Since then I have not hoarded or collected cameras. For my career as a magazine photographer beginning in 1976 in Vancouver I bought the cameras that would make me competitive in a tight field. That was the reason why by 1979 I was getting lots of work. Art directors liked my 6x7cm Mamiya RB-67. Its revolving back made it popular and useful for horizontal tww-page spreads and the vertical position for full page bleeds.

Seven years ago my Rosemary strongly urged (nagged) me to get a digital camera.
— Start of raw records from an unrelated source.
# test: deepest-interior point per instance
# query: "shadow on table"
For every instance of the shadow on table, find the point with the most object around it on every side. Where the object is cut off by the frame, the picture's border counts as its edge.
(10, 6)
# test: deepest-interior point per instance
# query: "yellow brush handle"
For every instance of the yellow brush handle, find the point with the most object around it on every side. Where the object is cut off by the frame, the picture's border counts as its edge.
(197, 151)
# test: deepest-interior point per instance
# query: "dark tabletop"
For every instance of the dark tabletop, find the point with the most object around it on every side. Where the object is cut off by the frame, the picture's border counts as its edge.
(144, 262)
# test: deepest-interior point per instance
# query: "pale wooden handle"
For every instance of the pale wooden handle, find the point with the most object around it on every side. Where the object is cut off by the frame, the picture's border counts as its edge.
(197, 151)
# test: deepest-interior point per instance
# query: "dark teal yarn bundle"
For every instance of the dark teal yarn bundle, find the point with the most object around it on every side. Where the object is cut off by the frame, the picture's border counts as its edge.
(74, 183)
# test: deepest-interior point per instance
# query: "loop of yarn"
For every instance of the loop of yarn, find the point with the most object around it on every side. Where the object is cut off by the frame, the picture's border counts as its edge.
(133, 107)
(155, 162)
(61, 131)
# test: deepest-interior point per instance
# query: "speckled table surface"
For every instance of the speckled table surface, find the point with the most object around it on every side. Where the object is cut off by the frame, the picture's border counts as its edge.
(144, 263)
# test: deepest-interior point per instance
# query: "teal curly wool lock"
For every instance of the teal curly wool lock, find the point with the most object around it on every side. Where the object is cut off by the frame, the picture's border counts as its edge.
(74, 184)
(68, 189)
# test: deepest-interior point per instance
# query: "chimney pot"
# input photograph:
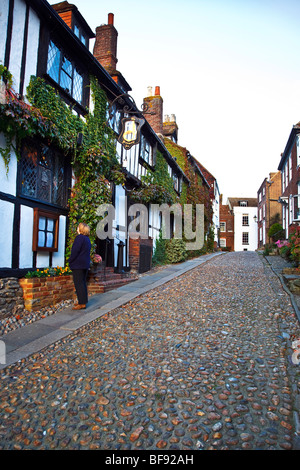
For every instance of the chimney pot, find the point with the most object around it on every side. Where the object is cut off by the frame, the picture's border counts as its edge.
(110, 18)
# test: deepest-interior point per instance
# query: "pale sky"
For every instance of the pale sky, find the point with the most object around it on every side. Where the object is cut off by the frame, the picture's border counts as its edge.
(228, 69)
This was a Fuji X-E1 and more recently I obtained an improvement, the Fuji X-E3.



For my personal work (the only work I can generate since I am obsolete, redundant, retired & inconsequential) I like to use film, unusual film panoramic cameras and whatever device will produce original and interesting images in my taste.

Such a device has been my no SIM card iPhone3G. In low light situations with little contrast it works wonders that I believe cannot be obtained by better phones or expensive digital cameras.
My latest efforts (last week with Jessica Timmins Venturi, and in the company of  Portland baroque bassist Curtis Daily, I have been left  in awe at what I can do with this camera (camera it is) when I dial down the intensity of my studio flash units’s modeling light.